In Kürze
Die GKV-Monatsmeldung ist eine besondere Entgeltmeldung, die Arbeitgeber auf Anforderung der Krankenkasse abgeben müssen, wenn ein Beschäftigter mehrere Jobs hat und dabei die Beitragsbemessungsgrenze überschreiten könnte.
Definition
Wer gleichzeitig bei mehreren Arbeitgebern beschäftigt ist, kann in der Summe mehr verdienen als die Beitragsbemessungsgrenze (BBG) in der gesetzlichen Krankenversicherung erlaubt. In solchen Fällen könnten zu hohe Sozialversicherungsbeiträge gezahlt worden sein.

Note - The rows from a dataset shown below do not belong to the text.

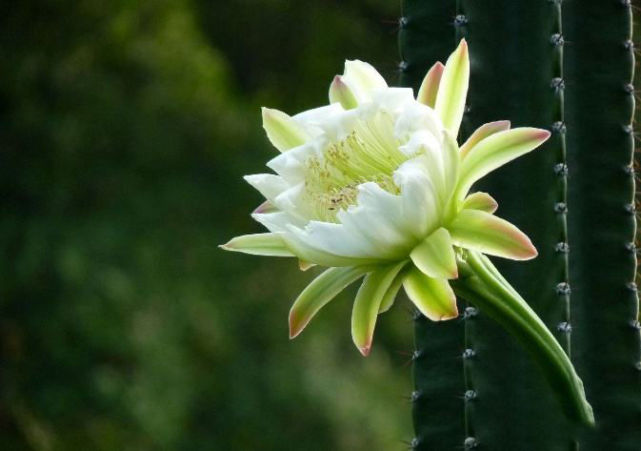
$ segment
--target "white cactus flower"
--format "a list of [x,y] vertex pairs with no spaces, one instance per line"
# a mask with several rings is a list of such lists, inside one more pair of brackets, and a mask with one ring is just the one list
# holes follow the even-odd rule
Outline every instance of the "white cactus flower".
[[449,280],[460,249],[526,260],[530,240],[493,213],[487,193],[469,194],[489,172],[538,147],[549,132],[480,127],[459,147],[469,59],[461,41],[443,66],[427,74],[414,98],[388,87],[369,64],[347,61],[329,89],[330,104],[288,116],[263,109],[263,125],[280,154],[274,173],[247,182],[266,201],[253,213],[269,233],[244,235],[222,247],[297,257],[301,268],[328,267],[290,312],[290,336],[346,286],[363,278],[352,314],[352,337],[371,349],[377,315],[401,286],[434,321],[458,315]]

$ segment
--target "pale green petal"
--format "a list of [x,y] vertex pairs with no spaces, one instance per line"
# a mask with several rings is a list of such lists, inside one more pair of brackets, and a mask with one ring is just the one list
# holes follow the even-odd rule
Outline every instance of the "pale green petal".
[[369,273],[358,289],[352,309],[352,340],[364,356],[367,356],[372,348],[376,317],[381,303],[406,263],[385,266]]
[[456,279],[458,269],[452,238],[443,227],[436,230],[410,253],[414,265],[425,275],[441,279]]
[[298,296],[289,311],[289,338],[300,334],[316,313],[372,267],[330,268],[316,277]]
[[340,103],[346,110],[351,110],[358,106],[358,101],[349,86],[343,82],[340,75],[334,77],[332,84],[329,86],[330,103]]
[[465,42],[465,39],[461,39],[458,48],[445,63],[434,106],[441,121],[443,121],[443,125],[453,136],[458,135],[461,120],[463,119],[469,81],[470,58],[467,51],[467,42]]
[[387,289],[385,296],[383,296],[383,300],[381,301],[381,307],[378,310],[379,314],[385,313],[392,307],[392,305],[394,305],[394,301],[396,300],[396,296],[398,295],[398,290],[400,290],[401,285],[403,285],[404,278],[405,278],[404,271],[401,271],[396,275],[396,277],[394,278],[394,281]]
[[280,235],[276,233],[255,233],[241,235],[233,238],[227,244],[219,246],[221,249],[232,252],[242,252],[251,255],[265,255],[269,257],[295,257],[287,248]]
[[467,141],[461,146],[461,158],[465,158],[465,155],[470,151],[472,147],[477,145],[479,141],[487,138],[494,133],[503,132],[510,129],[510,121],[496,121],[488,122],[487,124],[481,125],[479,128],[474,130],[474,133],[467,138]]
[[472,193],[463,201],[463,208],[467,210],[481,210],[486,213],[494,213],[499,207],[496,200],[488,193],[478,191]]
[[416,308],[432,321],[458,316],[456,296],[446,279],[433,279],[412,267],[403,279],[403,287]]
[[516,226],[480,210],[462,210],[448,227],[457,246],[512,260],[530,260],[537,251]]
[[349,86],[358,103],[371,100],[374,91],[387,88],[385,79],[371,64],[363,61],[345,61],[343,83]]
[[427,75],[425,75],[423,83],[418,90],[418,95],[416,96],[417,101],[430,108],[434,108],[434,105],[436,105],[438,87],[441,83],[441,77],[443,76],[444,69],[445,66],[443,66],[443,63],[438,61],[430,68],[429,71],[427,71]]
[[443,168],[445,174],[445,187],[451,193],[458,180],[460,170],[460,152],[456,139],[447,130],[443,131]]
[[271,143],[281,152],[298,147],[310,138],[303,127],[282,111],[263,108],[263,128]]
[[479,141],[461,162],[458,198],[463,198],[481,177],[536,149],[549,137],[547,130],[522,127],[494,133]]

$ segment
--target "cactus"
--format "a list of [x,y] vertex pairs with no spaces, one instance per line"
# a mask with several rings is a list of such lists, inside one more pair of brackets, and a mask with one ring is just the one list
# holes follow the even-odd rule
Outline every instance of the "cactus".
[[539,248],[527,264],[496,263],[571,355],[597,427],[566,420],[522,348],[468,306],[445,324],[416,316],[412,446],[638,451],[631,6],[405,0],[401,83],[416,88],[461,37],[472,65],[463,137],[496,118],[553,132],[544,149],[480,188],[497,194],[502,216]]

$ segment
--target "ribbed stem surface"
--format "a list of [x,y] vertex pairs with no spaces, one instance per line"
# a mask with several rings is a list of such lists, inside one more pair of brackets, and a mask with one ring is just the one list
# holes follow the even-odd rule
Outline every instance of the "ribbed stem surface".
[[641,449],[634,285],[634,49],[628,2],[567,2],[566,115],[573,357],[598,429],[581,451]]

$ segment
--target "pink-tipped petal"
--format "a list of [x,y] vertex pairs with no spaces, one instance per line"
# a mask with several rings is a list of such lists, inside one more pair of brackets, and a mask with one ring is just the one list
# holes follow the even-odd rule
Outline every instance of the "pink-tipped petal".
[[480,210],[462,210],[449,226],[457,246],[511,260],[538,255],[532,241],[516,226]]
[[479,141],[461,162],[456,196],[463,199],[474,182],[539,147],[550,137],[540,128],[521,127],[494,133]]
[[467,42],[461,39],[445,63],[434,109],[445,128],[456,137],[463,119],[470,81],[470,58]]
[[368,271],[371,268],[330,268],[316,277],[301,292],[289,311],[289,338],[300,334],[321,308]]
[[329,86],[329,102],[340,103],[346,110],[351,110],[358,106],[356,96],[349,86],[345,84],[340,75],[334,77],[332,84]]
[[276,208],[270,201],[266,200],[256,207],[252,213],[274,213],[276,211],[278,211],[278,208]]
[[381,303],[405,264],[401,262],[369,273],[356,293],[352,308],[352,340],[364,356],[369,354],[372,347]]
[[478,191],[465,198],[463,201],[463,208],[467,210],[481,210],[486,213],[494,213],[499,208],[499,204],[488,193]]
[[418,268],[408,270],[403,287],[410,301],[432,321],[445,321],[458,316],[456,296],[445,279],[434,279]]
[[487,138],[494,133],[503,132],[509,130],[511,126],[510,121],[495,121],[488,122],[487,124],[481,125],[477,128],[474,133],[467,138],[467,141],[461,146],[461,158],[465,158],[465,155],[472,149],[479,141]]
[[267,257],[295,257],[282,237],[276,233],[254,233],[232,238],[221,244],[221,249],[243,254],[263,255]]
[[443,76],[444,70],[445,66],[438,61],[427,71],[427,75],[425,75],[423,83],[418,90],[418,95],[416,96],[417,101],[430,108],[434,108],[438,87],[441,84],[441,77]]
[[309,134],[289,115],[271,108],[262,109],[263,128],[269,141],[279,151],[298,147],[309,139]]

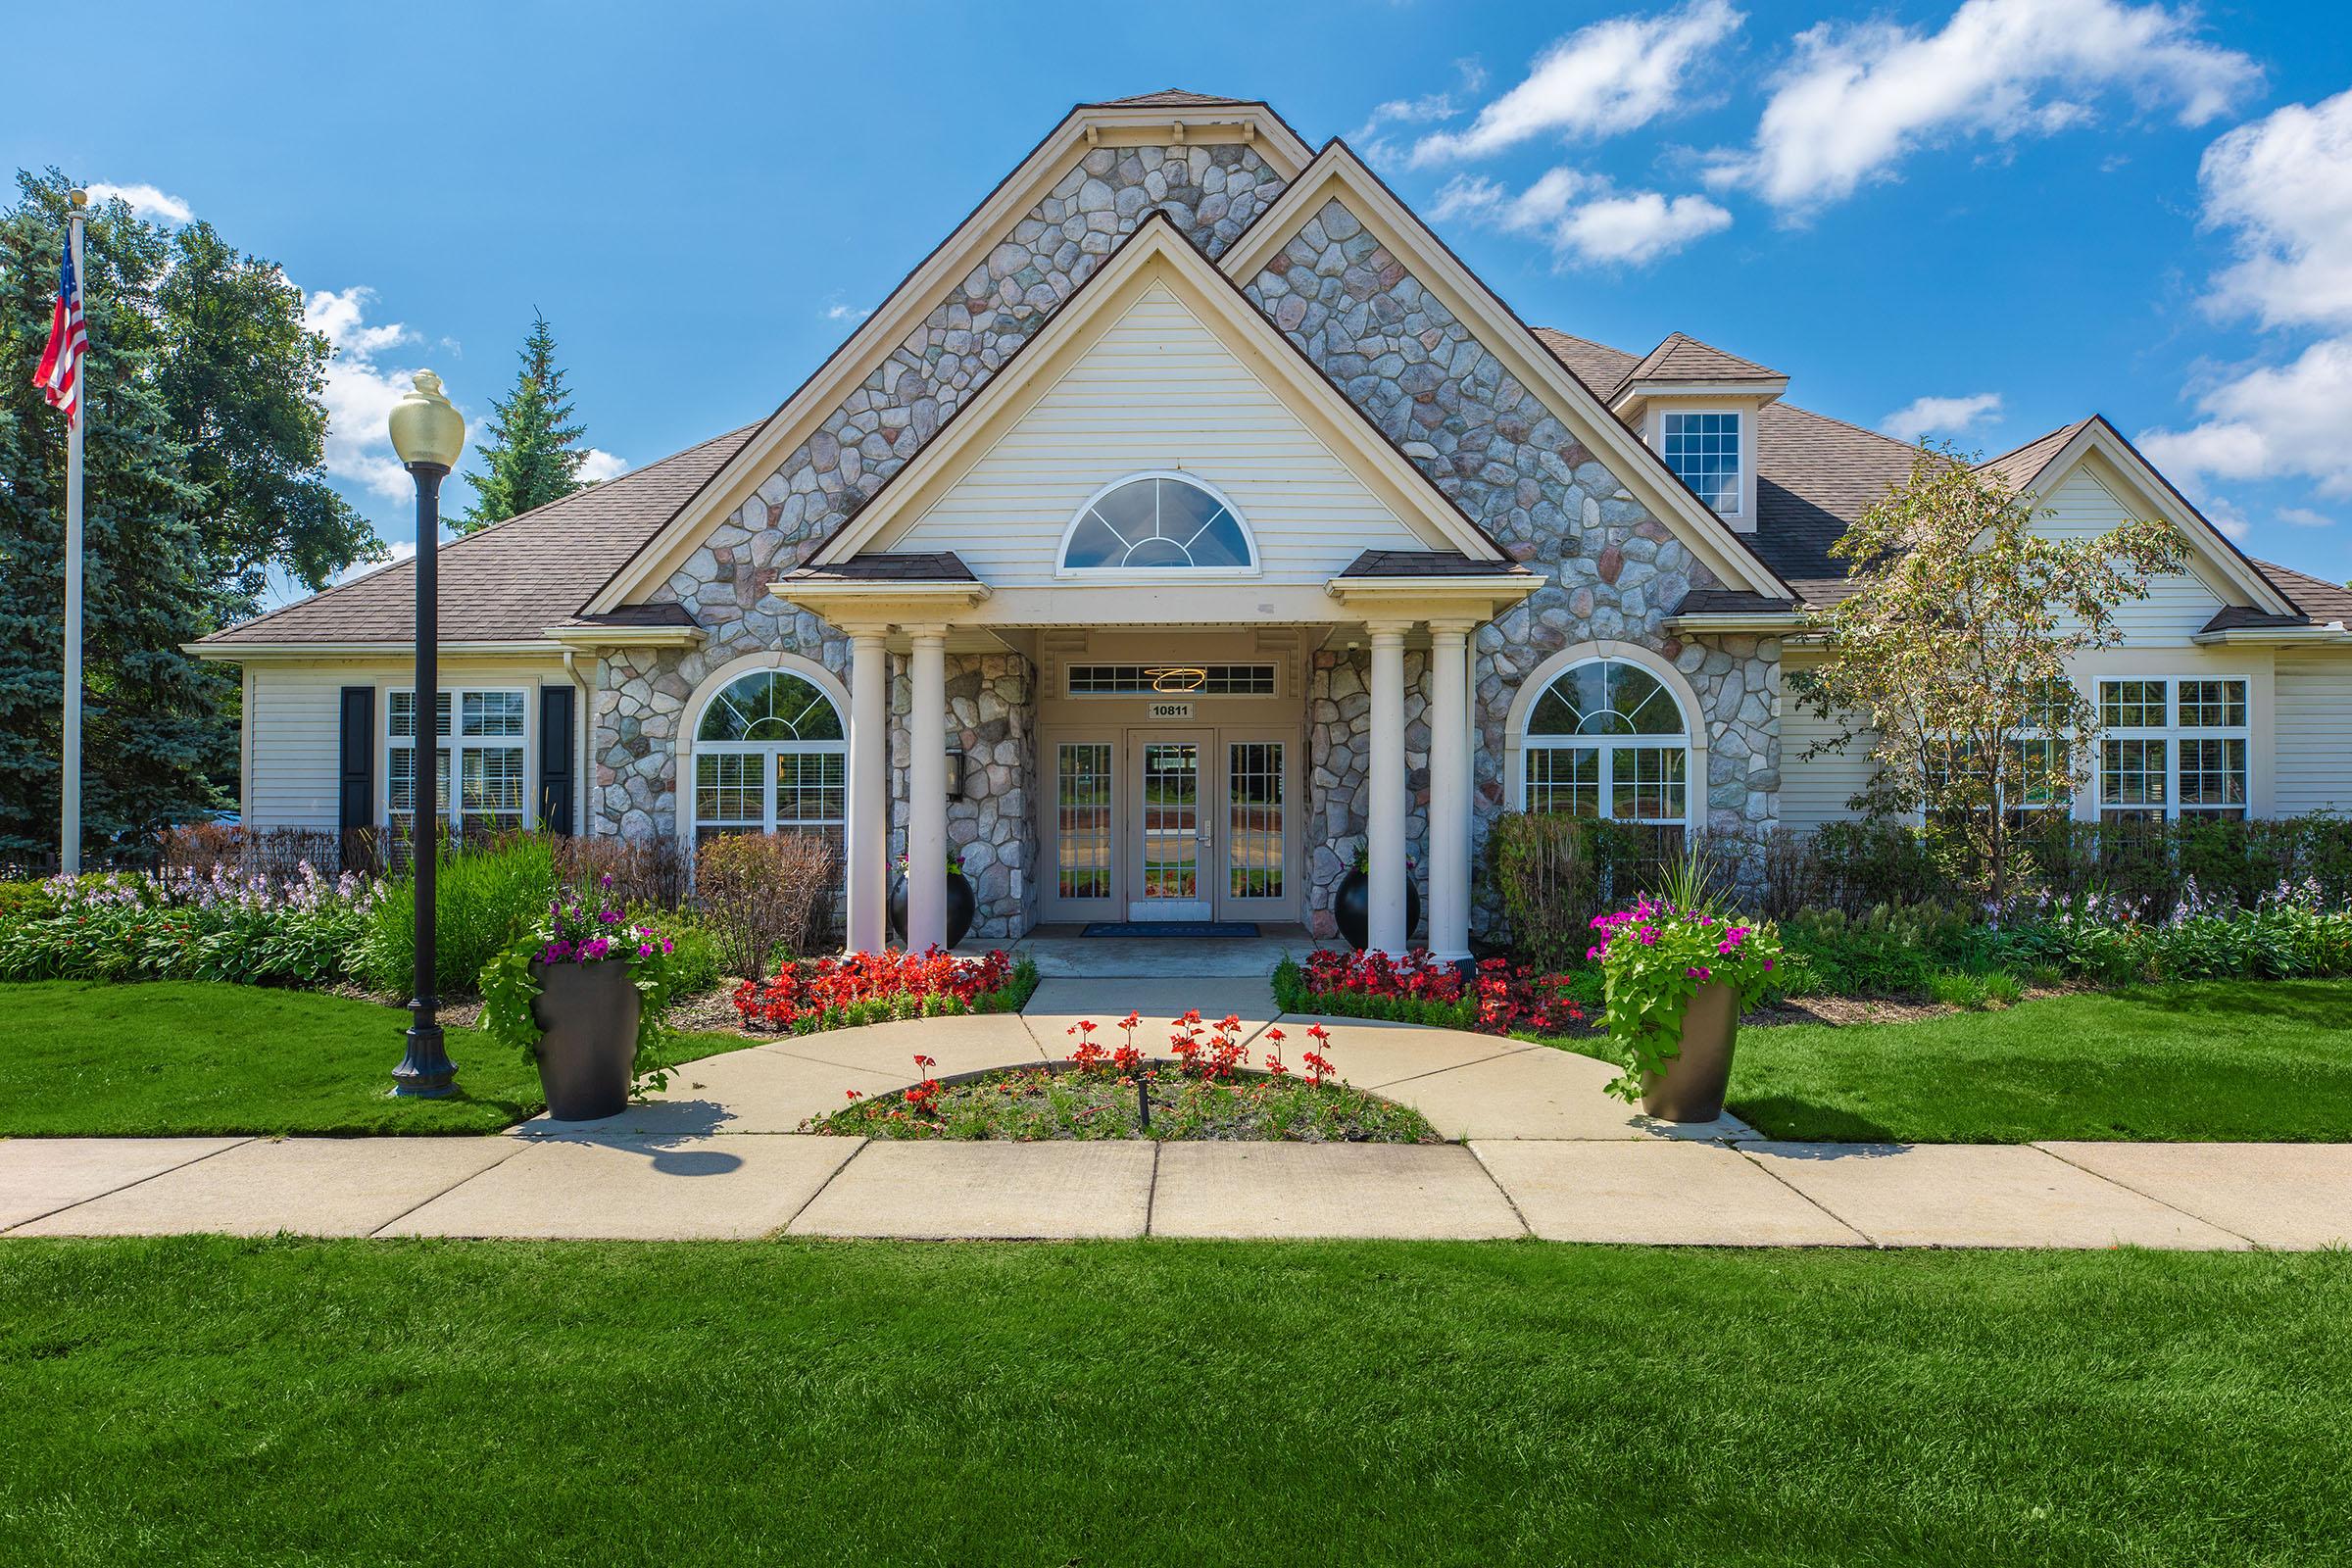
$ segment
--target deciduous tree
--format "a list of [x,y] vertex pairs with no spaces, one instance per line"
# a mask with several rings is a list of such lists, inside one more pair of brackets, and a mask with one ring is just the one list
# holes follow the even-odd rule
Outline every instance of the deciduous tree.
[[1846,726],[1821,749],[1866,744],[1875,800],[1956,831],[1995,899],[2018,813],[2089,776],[2098,709],[2070,662],[2120,641],[2117,609],[2186,560],[2168,522],[2066,539],[2035,530],[2044,514],[1950,450],[1923,452],[1831,547],[1852,591],[1812,617],[1828,657],[1790,676]]
[[474,500],[457,524],[461,533],[504,522],[580,488],[580,465],[588,461],[588,450],[579,442],[586,431],[565,422],[571,417],[571,394],[556,363],[556,334],[536,312],[519,358],[522,369],[514,389],[491,400],[489,440],[478,449],[482,466],[466,476]]

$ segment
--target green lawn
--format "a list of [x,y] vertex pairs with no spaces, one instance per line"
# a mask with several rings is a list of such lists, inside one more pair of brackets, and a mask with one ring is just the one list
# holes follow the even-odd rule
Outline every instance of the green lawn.
[[2352,1257],[0,1243],[0,1560],[2337,1560]]
[[1730,1109],[1776,1138],[2352,1138],[2352,981],[2215,980],[1921,1023],[1742,1029]]
[[[408,1014],[347,997],[165,980],[0,985],[0,1137],[486,1133],[536,1115],[539,1075],[472,1029],[459,1092],[394,1100]],[[756,1044],[680,1042],[678,1059]]]

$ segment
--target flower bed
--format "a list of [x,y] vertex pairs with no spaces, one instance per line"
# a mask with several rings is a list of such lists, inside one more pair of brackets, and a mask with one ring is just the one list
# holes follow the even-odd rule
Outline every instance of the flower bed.
[[[1214,1023],[1188,1012],[1168,1024],[1168,1051],[1154,1057],[1135,1043],[1134,1013],[1116,1025],[1123,1040],[1105,1046],[1092,1021],[1070,1033],[1078,1047],[1060,1067],[1015,1067],[942,1083],[938,1064],[914,1057],[923,1076],[897,1094],[812,1116],[803,1130],[858,1138],[1004,1139],[1019,1142],[1152,1138],[1293,1143],[1435,1144],[1444,1142],[1419,1111],[1341,1081],[1321,1052],[1321,1025],[1294,1067],[1286,1036],[1268,1029],[1250,1040],[1238,1017]],[[1263,1048],[1251,1066],[1249,1048]],[[1147,1120],[1147,1107],[1149,1120]]]
[[815,1034],[857,1024],[966,1012],[1014,1012],[1037,989],[1037,965],[1002,952],[958,958],[927,953],[852,953],[788,962],[735,988],[747,1030]]
[[323,984],[350,973],[384,884],[303,862],[290,877],[51,877],[0,906],[0,979]]
[[1449,963],[1415,949],[1401,958],[1381,953],[1307,955],[1300,964],[1285,958],[1274,971],[1274,997],[1285,1012],[1319,1012],[1351,1018],[1385,1018],[1440,1029],[1471,1029],[1508,1035],[1521,1030],[1552,1034],[1585,1021],[1571,999],[1577,982],[1544,974],[1507,958],[1488,958],[1475,979],[1464,981]]

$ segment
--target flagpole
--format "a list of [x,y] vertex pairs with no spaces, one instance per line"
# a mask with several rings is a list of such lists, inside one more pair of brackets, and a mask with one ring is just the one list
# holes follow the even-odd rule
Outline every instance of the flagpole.
[[[88,273],[81,265],[82,210],[89,192],[76,190],[70,198],[73,211],[66,220],[66,243],[74,256],[74,288],[80,296],[82,318],[89,318]],[[85,326],[84,330],[87,328]],[[66,423],[66,720],[64,744],[65,801],[58,832],[58,869],[68,876],[81,870],[81,431],[90,422],[89,356],[85,351],[74,388],[74,417]]]

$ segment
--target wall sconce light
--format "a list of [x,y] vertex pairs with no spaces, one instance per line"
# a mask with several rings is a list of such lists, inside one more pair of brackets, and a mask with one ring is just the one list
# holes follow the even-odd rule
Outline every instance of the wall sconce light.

Seit 2015 müssen Arbeitgeber diese Meldung nicht mehr automatisch in jedem Fall abgeben. Stattdessen prüfen die Krankenkassen nachträglich anhand der regulären Entgeltmeldungen (z. B. Jahresmeldungen nach der DEÜV), ob die BBG überschritten wurde.
Stellt die zuständige Einzugsstelle dabei fest, dass eine Überschreitung möglich ist, fordert sie die betroffenen Arbeitgeber maschinell auf, eine GKV-Monatsmeldung einzureichen. Die Arbeitgeber müssen dieser Aufforderung mit der nächsten Entgeltabrechnung, spätestens aber innerhalb von sechs Wochen, nachkommen. Die rechtliche Grundlage findet sich in § 28a Abs. 1 Satz 1 Nr. 10 i. V. m. Abs. 4a SGB IV sowie § 11b DEÜV.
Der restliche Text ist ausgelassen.